Helaas!! Gezakt! onvoldoende, onvoldoende, onvoldoende. En ze weigerden mijn bijlessen.
• De samenwerkingsovereenkomst tussen de provincie en de gemeente en de niet-risicodragende partij Prorail veronderstelde, redelijkerwijs, dat het planproces zou verlopen als een proces van steeds rijkere, gemeenschappelijke beeldvorming over de mogelijkheden van daadwerkelijke fysieke inpassing en uitvoering waarbij de betrokkenen in onderling overleg afspraken zouden kunnen maken over knelpunten, optimalisaties, besparingen, verschuivingen en dergelijke. En dat bij essentiële wijzigingen van het oorspronkelijke ontwerp, deze aan de vertegenwoordigende organen van de gemeente en de provincie ter autorisatie zouden worden voorgelegd.
Deze conclusie is niet af. Misschien doen de onderzoekers dat bewust hoor. Want je kunt het zelf wel verder aanvullen. Er werden onderling dus helemaal geen goede afspraken gemaakt over knelpunten, optimalisaties, bespartingen, verschuivingen en dergelijke. En essentiële wijzigingen zijn niet aan de vertegenwoordigende organen voorgelegd.
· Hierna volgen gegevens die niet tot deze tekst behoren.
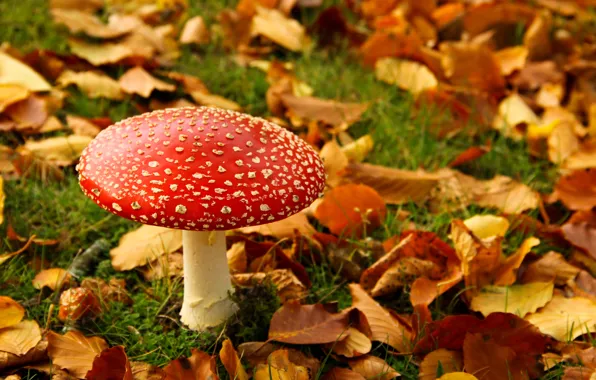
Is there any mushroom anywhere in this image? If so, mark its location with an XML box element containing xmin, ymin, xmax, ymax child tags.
<box><xmin>77</xmin><ymin>107</ymin><xmax>325</xmax><ymax>330</ymax></box>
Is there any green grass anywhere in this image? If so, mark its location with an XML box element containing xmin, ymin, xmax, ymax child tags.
<box><xmin>0</xmin><ymin>0</ymin><xmax>572</xmax><ymax>379</ymax></box>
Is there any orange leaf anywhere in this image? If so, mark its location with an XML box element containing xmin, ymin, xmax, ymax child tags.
<box><xmin>269</xmin><ymin>301</ymin><xmax>349</xmax><ymax>344</ymax></box>
<box><xmin>219</xmin><ymin>339</ymin><xmax>248</xmax><ymax>380</ymax></box>
<box><xmin>164</xmin><ymin>348</ymin><xmax>219</xmax><ymax>380</ymax></box>
<box><xmin>85</xmin><ymin>346</ymin><xmax>133</xmax><ymax>380</ymax></box>
<box><xmin>314</xmin><ymin>184</ymin><xmax>386</xmax><ymax>236</ymax></box>
<box><xmin>350</xmin><ymin>284</ymin><xmax>412</xmax><ymax>352</ymax></box>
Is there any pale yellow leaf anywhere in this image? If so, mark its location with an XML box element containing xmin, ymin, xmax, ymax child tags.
<box><xmin>0</xmin><ymin>321</ymin><xmax>41</xmax><ymax>356</ymax></box>
<box><xmin>56</xmin><ymin>70</ymin><xmax>124</xmax><ymax>100</ymax></box>
<box><xmin>470</xmin><ymin>282</ymin><xmax>554</xmax><ymax>318</ymax></box>
<box><xmin>47</xmin><ymin>330</ymin><xmax>108</xmax><ymax>379</ymax></box>
<box><xmin>525</xmin><ymin>294</ymin><xmax>596</xmax><ymax>342</ymax></box>
<box><xmin>250</xmin><ymin>7</ymin><xmax>308</xmax><ymax>51</ymax></box>
<box><xmin>375</xmin><ymin>58</ymin><xmax>439</xmax><ymax>95</ymax></box>
<box><xmin>0</xmin><ymin>51</ymin><xmax>52</xmax><ymax>92</ymax></box>
<box><xmin>110</xmin><ymin>224</ymin><xmax>182</xmax><ymax>271</ymax></box>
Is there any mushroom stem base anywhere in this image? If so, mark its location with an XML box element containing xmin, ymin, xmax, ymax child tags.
<box><xmin>180</xmin><ymin>231</ymin><xmax>237</xmax><ymax>330</ymax></box>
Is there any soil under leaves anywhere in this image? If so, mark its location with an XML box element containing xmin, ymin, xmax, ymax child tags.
<box><xmin>0</xmin><ymin>0</ymin><xmax>596</xmax><ymax>380</ymax></box>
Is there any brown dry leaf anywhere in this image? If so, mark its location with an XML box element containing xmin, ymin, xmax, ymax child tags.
<box><xmin>180</xmin><ymin>16</ymin><xmax>210</xmax><ymax>45</ymax></box>
<box><xmin>495</xmin><ymin>46</ymin><xmax>528</xmax><ymax>76</ymax></box>
<box><xmin>525</xmin><ymin>294</ymin><xmax>596</xmax><ymax>342</ymax></box>
<box><xmin>470</xmin><ymin>282</ymin><xmax>554</xmax><ymax>318</ymax></box>
<box><xmin>253</xmin><ymin>350</ymin><xmax>310</xmax><ymax>380</ymax></box>
<box><xmin>32</xmin><ymin>268</ymin><xmax>72</xmax><ymax>290</ymax></box>
<box><xmin>118</xmin><ymin>66</ymin><xmax>176</xmax><ymax>98</ymax></box>
<box><xmin>440</xmin><ymin>42</ymin><xmax>505</xmax><ymax>96</ymax></box>
<box><xmin>522</xmin><ymin>251</ymin><xmax>580</xmax><ymax>285</ymax></box>
<box><xmin>0</xmin><ymin>84</ymin><xmax>29</xmax><ymax>112</ymax></box>
<box><xmin>66</xmin><ymin>115</ymin><xmax>101</xmax><ymax>137</ymax></box>
<box><xmin>219</xmin><ymin>339</ymin><xmax>249</xmax><ymax>380</ymax></box>
<box><xmin>0</xmin><ymin>51</ymin><xmax>52</xmax><ymax>92</ymax></box>
<box><xmin>56</xmin><ymin>70</ymin><xmax>124</xmax><ymax>100</ymax></box>
<box><xmin>163</xmin><ymin>348</ymin><xmax>219</xmax><ymax>380</ymax></box>
<box><xmin>110</xmin><ymin>224</ymin><xmax>182</xmax><ymax>271</ymax></box>
<box><xmin>341</xmin><ymin>163</ymin><xmax>448</xmax><ymax>204</ymax></box>
<box><xmin>0</xmin><ymin>321</ymin><xmax>41</xmax><ymax>356</ymax></box>
<box><xmin>492</xmin><ymin>93</ymin><xmax>540</xmax><ymax>140</ymax></box>
<box><xmin>47</xmin><ymin>330</ymin><xmax>108</xmax><ymax>379</ymax></box>
<box><xmin>375</xmin><ymin>58</ymin><xmax>439</xmax><ymax>95</ymax></box>
<box><xmin>250</xmin><ymin>6</ymin><xmax>309</xmax><ymax>51</ymax></box>
<box><xmin>85</xmin><ymin>346</ymin><xmax>134</xmax><ymax>380</ymax></box>
<box><xmin>349</xmin><ymin>284</ymin><xmax>412</xmax><ymax>352</ymax></box>
<box><xmin>232</xmin><ymin>269</ymin><xmax>308</xmax><ymax>303</ymax></box>
<box><xmin>348</xmin><ymin>355</ymin><xmax>401</xmax><ymax>380</ymax></box>
<box><xmin>418</xmin><ymin>348</ymin><xmax>464</xmax><ymax>380</ymax></box>
<box><xmin>552</xmin><ymin>169</ymin><xmax>596</xmax><ymax>210</ymax></box>
<box><xmin>50</xmin><ymin>8</ymin><xmax>137</xmax><ymax>39</ymax></box>
<box><xmin>314</xmin><ymin>184</ymin><xmax>387</xmax><ymax>236</ymax></box>
<box><xmin>269</xmin><ymin>300</ymin><xmax>349</xmax><ymax>344</ymax></box>
<box><xmin>281</xmin><ymin>93</ymin><xmax>368</xmax><ymax>127</ymax></box>
<box><xmin>0</xmin><ymin>296</ymin><xmax>25</xmax><ymax>329</ymax></box>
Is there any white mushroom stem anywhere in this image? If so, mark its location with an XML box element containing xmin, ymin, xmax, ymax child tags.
<box><xmin>180</xmin><ymin>230</ymin><xmax>237</xmax><ymax>330</ymax></box>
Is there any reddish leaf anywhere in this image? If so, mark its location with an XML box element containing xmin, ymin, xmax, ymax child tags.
<box><xmin>164</xmin><ymin>348</ymin><xmax>219</xmax><ymax>380</ymax></box>
<box><xmin>85</xmin><ymin>346</ymin><xmax>133</xmax><ymax>380</ymax></box>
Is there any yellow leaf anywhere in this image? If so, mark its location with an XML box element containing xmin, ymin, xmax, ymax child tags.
<box><xmin>56</xmin><ymin>70</ymin><xmax>124</xmax><ymax>100</ymax></box>
<box><xmin>0</xmin><ymin>321</ymin><xmax>41</xmax><ymax>356</ymax></box>
<box><xmin>118</xmin><ymin>66</ymin><xmax>176</xmax><ymax>98</ymax></box>
<box><xmin>470</xmin><ymin>282</ymin><xmax>555</xmax><ymax>318</ymax></box>
<box><xmin>250</xmin><ymin>7</ymin><xmax>308</xmax><ymax>51</ymax></box>
<box><xmin>0</xmin><ymin>84</ymin><xmax>29</xmax><ymax>112</ymax></box>
<box><xmin>464</xmin><ymin>214</ymin><xmax>509</xmax><ymax>239</ymax></box>
<box><xmin>0</xmin><ymin>296</ymin><xmax>25</xmax><ymax>329</ymax></box>
<box><xmin>21</xmin><ymin>135</ymin><xmax>93</xmax><ymax>166</ymax></box>
<box><xmin>375</xmin><ymin>58</ymin><xmax>439</xmax><ymax>95</ymax></box>
<box><xmin>110</xmin><ymin>224</ymin><xmax>182</xmax><ymax>271</ymax></box>
<box><xmin>0</xmin><ymin>51</ymin><xmax>52</xmax><ymax>92</ymax></box>
<box><xmin>47</xmin><ymin>331</ymin><xmax>108</xmax><ymax>379</ymax></box>
<box><xmin>525</xmin><ymin>294</ymin><xmax>596</xmax><ymax>342</ymax></box>
<box><xmin>32</xmin><ymin>268</ymin><xmax>72</xmax><ymax>290</ymax></box>
<box><xmin>418</xmin><ymin>348</ymin><xmax>464</xmax><ymax>380</ymax></box>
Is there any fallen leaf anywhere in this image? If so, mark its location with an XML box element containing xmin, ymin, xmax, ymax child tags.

• Meteen na de start van het planproces wordt duidelijk dat het de projectorganisatie niet goed lukt om op een vereist niveau van deskundigheid en expertise te komen, met inbreng van capaciteit uit de gemeentelijke en provinciale organisaties. Er wordt hulp ingeroepen van vele externe deskundigen voor wie het vaak moeilijk is om een goede positie in het geheel van samenwerking te bepalen. Het lukt de projectorganisatie eveneens (en mede daardoor) niet om een geheel van vertrouwenwekkende informatiestromen op te bouwen die de bestuurlijke beeldvorming en onderlinge afspraken moeten ondersteunen.
De omschrijving van de auditors voor de incompetentie van de projectorganisatie. En ik voeg daaraan toe: de stuurgroep.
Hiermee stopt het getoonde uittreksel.